Loss data, the output of the models, can then be queried to arrive at a wide variety of metrics, including:

  • Exceedance Probability (EP): EP is the probability that a loss will exceed a certain amount in a year. It is displayed as a curve, to illustrate the probability of exceeding a range of losses, with the losses (often in millions) running along the X-axis, and the exceedance probability running along the Y-axis.
  • Return Period Loss: Return periods provide another way to express exceedance probability. Rather than describing the probability of exceeding a given amount in a single year, return periods describe how many years might pass between times when such an amount might be exceeded. For example, a .4% probability of exceeding a loss amount in a year corresponds to a probability of exceeding that loss once every 250 years, or “a 250-year return period loss.”
  • Annual Average Loss (AAL): AAL is the average loss of all modeled events, weighted by their probability of annual occurrence. In an EP curve, AAL corresponds to the area underneath the curve, or the average expected losses that do not exceed the norm. Because of this, the AAL of two EP curves can be compared visually. AAL is additive, so it can be calculated based on a single damage curve, a group of damage curves, or the entire event set for a sub-peril or peril. It also provides a useful, normalized metric for comparing the risks of two or more perils, despite the fact that peril hazards are quantified using different metrics.
  • Coefficient of Variation (CV): The CV measures the size, or degree of variation, of each set of damage outcomes estimated in the vulnerability module. This is important because damage estimates with high variation, and therefore a high CV, will be more volatile than an estimate with a low CV. More often than not, a property will “behave” unexpectedly in the face of a given peril, if the property’s characteristics were modeled with high volatility data versus a data set with more predictable variation. Mathematically, the CV is the ratio of the standard deviation of the losses (or the “breadth” of variation in a set of possible damage outcomes) over the mean (or average) of the possible losses.

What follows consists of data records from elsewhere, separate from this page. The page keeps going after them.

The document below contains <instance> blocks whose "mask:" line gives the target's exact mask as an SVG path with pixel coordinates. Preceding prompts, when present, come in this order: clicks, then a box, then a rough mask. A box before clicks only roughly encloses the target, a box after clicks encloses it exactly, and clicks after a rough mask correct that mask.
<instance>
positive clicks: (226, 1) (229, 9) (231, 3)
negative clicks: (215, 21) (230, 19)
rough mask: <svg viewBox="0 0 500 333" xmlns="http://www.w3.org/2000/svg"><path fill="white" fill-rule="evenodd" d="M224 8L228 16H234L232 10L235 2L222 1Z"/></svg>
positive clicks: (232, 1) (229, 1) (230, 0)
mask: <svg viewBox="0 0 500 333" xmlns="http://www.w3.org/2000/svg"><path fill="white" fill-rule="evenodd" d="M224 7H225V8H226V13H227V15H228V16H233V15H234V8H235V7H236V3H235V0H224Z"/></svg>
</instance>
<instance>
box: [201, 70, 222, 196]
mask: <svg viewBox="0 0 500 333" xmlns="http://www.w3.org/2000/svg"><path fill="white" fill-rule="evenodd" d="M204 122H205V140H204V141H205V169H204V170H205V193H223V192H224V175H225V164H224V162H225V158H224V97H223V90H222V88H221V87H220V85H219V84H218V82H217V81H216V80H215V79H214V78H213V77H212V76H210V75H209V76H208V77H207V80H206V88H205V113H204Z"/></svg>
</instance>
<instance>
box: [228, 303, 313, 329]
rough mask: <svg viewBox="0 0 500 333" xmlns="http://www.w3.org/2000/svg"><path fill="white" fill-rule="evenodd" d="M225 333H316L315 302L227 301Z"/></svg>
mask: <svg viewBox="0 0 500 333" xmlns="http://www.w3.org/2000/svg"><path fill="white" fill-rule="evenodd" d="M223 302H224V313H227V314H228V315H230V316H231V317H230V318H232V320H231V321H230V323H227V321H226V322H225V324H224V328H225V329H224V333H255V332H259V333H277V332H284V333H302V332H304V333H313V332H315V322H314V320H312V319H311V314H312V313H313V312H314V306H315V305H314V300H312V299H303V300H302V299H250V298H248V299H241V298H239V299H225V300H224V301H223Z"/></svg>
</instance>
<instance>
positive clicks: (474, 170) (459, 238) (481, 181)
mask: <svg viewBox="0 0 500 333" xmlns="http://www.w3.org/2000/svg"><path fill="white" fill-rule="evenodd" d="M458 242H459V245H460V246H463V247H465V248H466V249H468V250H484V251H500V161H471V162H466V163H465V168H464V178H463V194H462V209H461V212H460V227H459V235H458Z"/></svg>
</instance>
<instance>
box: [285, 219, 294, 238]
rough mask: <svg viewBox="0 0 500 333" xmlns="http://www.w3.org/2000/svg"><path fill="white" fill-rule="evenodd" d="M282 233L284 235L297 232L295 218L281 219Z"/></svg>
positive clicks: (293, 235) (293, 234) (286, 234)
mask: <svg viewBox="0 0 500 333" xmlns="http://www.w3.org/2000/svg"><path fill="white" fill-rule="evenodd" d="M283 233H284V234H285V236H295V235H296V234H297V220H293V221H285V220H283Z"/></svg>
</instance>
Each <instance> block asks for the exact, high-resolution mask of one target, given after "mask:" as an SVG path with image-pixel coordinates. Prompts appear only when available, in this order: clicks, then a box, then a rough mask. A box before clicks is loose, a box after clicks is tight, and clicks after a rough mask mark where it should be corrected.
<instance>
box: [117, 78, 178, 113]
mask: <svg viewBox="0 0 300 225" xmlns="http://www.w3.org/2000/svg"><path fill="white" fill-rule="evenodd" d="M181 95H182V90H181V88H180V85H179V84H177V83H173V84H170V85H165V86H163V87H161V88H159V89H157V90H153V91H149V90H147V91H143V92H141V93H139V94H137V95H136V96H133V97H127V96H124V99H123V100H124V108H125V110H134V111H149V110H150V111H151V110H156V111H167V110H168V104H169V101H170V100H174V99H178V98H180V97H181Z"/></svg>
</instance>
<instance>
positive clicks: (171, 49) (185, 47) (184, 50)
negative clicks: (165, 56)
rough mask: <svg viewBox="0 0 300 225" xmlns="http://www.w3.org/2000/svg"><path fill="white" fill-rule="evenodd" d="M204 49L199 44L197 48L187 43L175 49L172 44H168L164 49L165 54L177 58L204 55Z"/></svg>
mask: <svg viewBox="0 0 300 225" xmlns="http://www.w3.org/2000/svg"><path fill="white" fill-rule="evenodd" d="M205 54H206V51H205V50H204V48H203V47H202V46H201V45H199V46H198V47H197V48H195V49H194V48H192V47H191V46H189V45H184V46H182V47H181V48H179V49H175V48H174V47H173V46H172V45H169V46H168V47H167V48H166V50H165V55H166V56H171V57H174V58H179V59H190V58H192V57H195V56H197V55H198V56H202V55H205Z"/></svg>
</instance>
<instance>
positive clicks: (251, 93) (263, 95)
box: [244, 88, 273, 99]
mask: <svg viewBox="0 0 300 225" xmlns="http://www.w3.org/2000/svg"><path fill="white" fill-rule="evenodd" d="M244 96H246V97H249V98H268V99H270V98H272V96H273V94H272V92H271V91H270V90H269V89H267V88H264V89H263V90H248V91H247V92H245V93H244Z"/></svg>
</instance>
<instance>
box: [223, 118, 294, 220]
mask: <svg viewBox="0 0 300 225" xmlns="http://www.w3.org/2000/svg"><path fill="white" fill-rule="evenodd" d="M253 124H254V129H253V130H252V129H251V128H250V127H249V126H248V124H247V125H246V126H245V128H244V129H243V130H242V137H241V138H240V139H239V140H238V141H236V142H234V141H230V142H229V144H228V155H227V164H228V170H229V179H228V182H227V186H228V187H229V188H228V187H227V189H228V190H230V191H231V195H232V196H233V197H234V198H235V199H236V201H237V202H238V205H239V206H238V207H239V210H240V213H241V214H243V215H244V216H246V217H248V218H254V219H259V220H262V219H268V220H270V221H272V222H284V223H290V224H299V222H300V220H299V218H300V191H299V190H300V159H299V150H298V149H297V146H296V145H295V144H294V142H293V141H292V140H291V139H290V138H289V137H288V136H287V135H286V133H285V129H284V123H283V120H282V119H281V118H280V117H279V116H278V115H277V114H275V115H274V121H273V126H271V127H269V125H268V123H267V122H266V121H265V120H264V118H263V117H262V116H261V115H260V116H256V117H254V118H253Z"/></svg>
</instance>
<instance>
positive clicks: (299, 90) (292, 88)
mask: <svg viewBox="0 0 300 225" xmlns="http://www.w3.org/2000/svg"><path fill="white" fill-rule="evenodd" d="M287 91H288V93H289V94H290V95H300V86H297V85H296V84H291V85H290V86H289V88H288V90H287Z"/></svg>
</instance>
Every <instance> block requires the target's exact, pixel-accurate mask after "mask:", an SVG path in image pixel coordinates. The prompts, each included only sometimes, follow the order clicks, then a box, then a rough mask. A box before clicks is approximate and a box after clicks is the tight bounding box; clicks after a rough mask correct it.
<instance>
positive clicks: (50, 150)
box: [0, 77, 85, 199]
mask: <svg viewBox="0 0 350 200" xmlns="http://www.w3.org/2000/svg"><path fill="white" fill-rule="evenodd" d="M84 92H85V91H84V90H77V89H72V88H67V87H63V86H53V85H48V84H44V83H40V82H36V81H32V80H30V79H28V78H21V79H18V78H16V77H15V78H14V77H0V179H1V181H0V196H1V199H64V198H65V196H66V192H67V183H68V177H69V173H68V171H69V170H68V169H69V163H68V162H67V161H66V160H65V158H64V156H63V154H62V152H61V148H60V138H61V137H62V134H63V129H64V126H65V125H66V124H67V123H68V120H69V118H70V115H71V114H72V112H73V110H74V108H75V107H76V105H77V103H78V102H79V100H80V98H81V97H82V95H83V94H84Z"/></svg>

Catastrophe modeling is just one important component of a risk management strategy. Analysts use a blend of information to get the most complete picture possible so that insurance companies can determine how much loss they could sustain over a period of time, how to price products to balance market needs and potential costs, and how much risk they should transfer to reinsurance companies.

Catastrophe modeling allows the world to predict and mitigate damage resulting from the events. As models improve, so hopefully will our ability to face these catastrophes and minimize the negative effects in an efficient and less costly way.